The world came chasing, and so should you: a review of Big Miracle

By Hina Tai, Muse Staff Writer

With a frozen ensemble of Alaskan culture, American journalism history, politics, international relations intertwining romances and of course magnificent colossal whales, Big Miracle dives to depths of the frigid ocean and the expanses of the Alaskan ice landscape in the near-impossible adventure to rescue a family of gray whales trapped by walls of cementing ice in the Arctic Circle.

Based on a real-life story and directed by Ken Kwapis, this film takes on its own persona, unmarred by previous whale movies such as Free Willy, to bring to the big screen a glimpse into an abrupt yet happy-ending moment in our nation’s history that mesmerized hearts around the globe.

Taking place in the hidden town of Anchorage, Alaska during the Reagan Administration and the ongoing Cold War, local broadcast journalist, Adam Carlson (played by John Krasinski), discovers three whales (whom he cleverly names Fred, Wilma, and Bambam) trapped in the Arctic ice where they struggle to keep one last opening in the thick ice blanketing the ocean, or face drowning to death.

In an attempt against time and plummeting temperatures, Carlson teams up with environmental activist and ex-girlfriend Rachel Kramer (Drew Barrymore) to break the biggest story of his career and pull the world to its feet to help the cause. With the aid of the Alaskan people, oil tycoons, Russian and American military, local businesses and the world as its witness, the lives of these three whales became the focal point of the national and international media as well as the glue to multiple romances.

One of the major feats of this movie is its level of accuracy to the real life people and their story. Staying true to authenticity, President Ronald Reagan’s face (or rather, his look-alike actor) is never shown in the film to maintain the reality of the experience. Instead, camera angles creatively capture only the back of his well-kept hair and structured gray suit with minimal dialogue. Even more mesmerizing to the experience is the traditional Alaskan drum music, marking every dramatic moment and breathtaking nature shot truly enthrall you in the time-honored Alaskan culture.

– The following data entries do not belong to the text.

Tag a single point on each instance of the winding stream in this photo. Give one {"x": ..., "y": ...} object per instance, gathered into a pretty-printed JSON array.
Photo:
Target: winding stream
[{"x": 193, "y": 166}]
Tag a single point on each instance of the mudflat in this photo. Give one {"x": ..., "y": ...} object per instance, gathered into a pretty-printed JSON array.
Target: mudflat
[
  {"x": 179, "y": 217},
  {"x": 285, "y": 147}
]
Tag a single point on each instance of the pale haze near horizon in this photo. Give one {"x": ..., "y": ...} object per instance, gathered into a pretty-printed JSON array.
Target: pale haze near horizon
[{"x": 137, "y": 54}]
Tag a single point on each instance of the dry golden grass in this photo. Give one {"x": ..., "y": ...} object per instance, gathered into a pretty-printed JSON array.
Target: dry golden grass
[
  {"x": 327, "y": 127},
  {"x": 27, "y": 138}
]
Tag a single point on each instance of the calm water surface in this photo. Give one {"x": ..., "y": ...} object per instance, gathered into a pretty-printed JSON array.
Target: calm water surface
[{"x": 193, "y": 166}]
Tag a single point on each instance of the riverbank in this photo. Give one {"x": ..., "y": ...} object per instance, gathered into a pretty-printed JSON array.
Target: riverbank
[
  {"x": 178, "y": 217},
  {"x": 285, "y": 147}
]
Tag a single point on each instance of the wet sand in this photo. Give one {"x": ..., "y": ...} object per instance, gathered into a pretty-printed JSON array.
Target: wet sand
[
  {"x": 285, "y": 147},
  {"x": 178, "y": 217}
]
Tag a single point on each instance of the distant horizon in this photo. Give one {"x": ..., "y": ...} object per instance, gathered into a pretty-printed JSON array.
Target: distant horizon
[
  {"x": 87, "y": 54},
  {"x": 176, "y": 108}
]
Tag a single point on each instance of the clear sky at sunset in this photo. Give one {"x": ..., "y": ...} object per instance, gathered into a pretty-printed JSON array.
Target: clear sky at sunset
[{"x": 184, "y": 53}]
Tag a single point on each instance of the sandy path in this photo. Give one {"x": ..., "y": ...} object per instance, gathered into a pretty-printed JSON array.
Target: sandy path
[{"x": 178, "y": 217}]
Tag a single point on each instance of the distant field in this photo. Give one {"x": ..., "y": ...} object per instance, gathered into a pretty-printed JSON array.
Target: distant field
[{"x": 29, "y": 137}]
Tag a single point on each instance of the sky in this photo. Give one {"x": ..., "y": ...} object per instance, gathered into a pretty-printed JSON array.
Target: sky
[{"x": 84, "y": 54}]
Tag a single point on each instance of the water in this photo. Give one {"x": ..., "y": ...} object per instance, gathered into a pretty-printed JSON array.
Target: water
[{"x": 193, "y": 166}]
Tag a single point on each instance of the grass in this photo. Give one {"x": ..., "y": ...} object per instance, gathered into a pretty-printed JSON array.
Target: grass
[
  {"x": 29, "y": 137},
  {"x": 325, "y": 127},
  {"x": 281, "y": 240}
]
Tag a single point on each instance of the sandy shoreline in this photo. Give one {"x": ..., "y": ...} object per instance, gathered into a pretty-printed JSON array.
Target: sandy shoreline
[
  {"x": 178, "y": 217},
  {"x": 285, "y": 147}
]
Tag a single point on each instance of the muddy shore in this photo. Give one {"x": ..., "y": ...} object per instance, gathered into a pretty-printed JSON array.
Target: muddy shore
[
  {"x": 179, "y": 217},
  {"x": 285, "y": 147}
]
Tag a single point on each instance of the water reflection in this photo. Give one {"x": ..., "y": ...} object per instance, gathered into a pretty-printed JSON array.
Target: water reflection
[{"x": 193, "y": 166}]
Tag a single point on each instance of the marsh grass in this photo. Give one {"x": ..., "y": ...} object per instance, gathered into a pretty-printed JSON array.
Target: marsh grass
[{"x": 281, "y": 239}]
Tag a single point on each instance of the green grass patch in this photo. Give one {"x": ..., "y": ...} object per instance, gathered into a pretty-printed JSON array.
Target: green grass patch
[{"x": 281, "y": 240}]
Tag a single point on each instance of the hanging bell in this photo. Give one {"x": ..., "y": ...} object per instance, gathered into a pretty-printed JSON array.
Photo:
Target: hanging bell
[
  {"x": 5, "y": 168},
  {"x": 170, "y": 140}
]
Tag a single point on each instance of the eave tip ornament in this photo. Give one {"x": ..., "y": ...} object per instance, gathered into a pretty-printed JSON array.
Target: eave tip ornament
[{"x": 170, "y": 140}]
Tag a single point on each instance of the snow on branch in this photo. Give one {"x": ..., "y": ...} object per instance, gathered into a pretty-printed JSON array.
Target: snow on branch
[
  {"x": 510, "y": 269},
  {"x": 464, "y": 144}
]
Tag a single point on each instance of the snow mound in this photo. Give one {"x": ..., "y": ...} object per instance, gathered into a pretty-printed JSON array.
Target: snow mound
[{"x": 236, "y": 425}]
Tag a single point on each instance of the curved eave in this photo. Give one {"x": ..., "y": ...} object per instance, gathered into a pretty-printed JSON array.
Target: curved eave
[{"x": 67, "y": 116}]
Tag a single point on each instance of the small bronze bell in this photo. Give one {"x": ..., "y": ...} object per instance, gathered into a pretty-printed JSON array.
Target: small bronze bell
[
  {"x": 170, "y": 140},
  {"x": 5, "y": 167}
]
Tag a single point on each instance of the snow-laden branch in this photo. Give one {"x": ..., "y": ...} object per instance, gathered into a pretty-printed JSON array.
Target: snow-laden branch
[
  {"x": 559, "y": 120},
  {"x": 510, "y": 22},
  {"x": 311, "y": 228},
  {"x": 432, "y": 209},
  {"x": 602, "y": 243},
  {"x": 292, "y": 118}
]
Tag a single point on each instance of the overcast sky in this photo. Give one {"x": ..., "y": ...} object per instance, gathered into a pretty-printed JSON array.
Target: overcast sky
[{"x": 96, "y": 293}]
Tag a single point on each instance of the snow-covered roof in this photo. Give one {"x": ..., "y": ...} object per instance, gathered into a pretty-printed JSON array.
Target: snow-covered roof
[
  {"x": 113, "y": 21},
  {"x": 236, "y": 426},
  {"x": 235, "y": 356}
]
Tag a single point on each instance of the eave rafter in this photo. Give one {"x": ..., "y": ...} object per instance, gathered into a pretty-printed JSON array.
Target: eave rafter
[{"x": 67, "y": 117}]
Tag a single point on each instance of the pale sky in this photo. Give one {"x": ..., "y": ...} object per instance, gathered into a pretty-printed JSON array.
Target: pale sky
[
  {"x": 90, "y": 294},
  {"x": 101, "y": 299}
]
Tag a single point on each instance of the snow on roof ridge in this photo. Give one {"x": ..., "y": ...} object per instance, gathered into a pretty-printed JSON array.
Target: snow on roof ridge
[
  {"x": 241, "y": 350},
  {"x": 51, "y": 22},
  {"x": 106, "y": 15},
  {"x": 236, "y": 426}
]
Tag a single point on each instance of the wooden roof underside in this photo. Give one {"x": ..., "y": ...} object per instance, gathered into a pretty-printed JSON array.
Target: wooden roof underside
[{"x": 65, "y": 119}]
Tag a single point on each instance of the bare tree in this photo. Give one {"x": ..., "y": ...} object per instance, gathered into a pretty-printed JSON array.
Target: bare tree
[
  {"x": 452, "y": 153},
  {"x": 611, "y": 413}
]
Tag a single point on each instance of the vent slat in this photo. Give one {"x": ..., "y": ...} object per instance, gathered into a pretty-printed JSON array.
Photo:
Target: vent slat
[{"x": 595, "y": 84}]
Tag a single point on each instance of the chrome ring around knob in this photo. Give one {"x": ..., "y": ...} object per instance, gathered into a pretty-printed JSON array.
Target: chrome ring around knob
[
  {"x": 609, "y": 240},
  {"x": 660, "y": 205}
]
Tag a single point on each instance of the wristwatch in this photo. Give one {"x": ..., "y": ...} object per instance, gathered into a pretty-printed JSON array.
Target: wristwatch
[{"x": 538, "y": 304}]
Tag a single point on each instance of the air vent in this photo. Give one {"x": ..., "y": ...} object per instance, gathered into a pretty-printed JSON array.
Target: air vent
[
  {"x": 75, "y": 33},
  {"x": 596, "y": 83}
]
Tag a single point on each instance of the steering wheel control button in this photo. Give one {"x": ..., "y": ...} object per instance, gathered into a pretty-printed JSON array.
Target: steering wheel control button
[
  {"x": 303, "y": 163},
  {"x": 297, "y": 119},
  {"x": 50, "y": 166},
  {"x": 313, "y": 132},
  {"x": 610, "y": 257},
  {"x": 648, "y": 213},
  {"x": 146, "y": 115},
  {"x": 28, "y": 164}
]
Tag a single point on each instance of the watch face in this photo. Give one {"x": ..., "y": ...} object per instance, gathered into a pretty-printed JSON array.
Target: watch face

The juxtaposition of the ancient Alaskan traditions and modern innovations brings to the surface a deeper issue of cultural misunderstandings between the Alaskan people and the larger United States. That being said, classy humor keeps the movie light-hearted and eases the tension after every intense debate or sentimental moment, a feat which adults and children alike can appreciate, ranging from political humor to the comical relationship between Carlson and his 11-year-old best friend, Nathan (Ahmaogak Sweeny).

Whales. Drew Barrymore. Those words alone gives this movie very low initial expectations, but surprisingly, Big Miracle exceeds in combining deeper elements of history and humor to bring a real happy-ending story to life without compromising its genuineness.

And above all else – who doesn’t love another heart-wrenching whale story?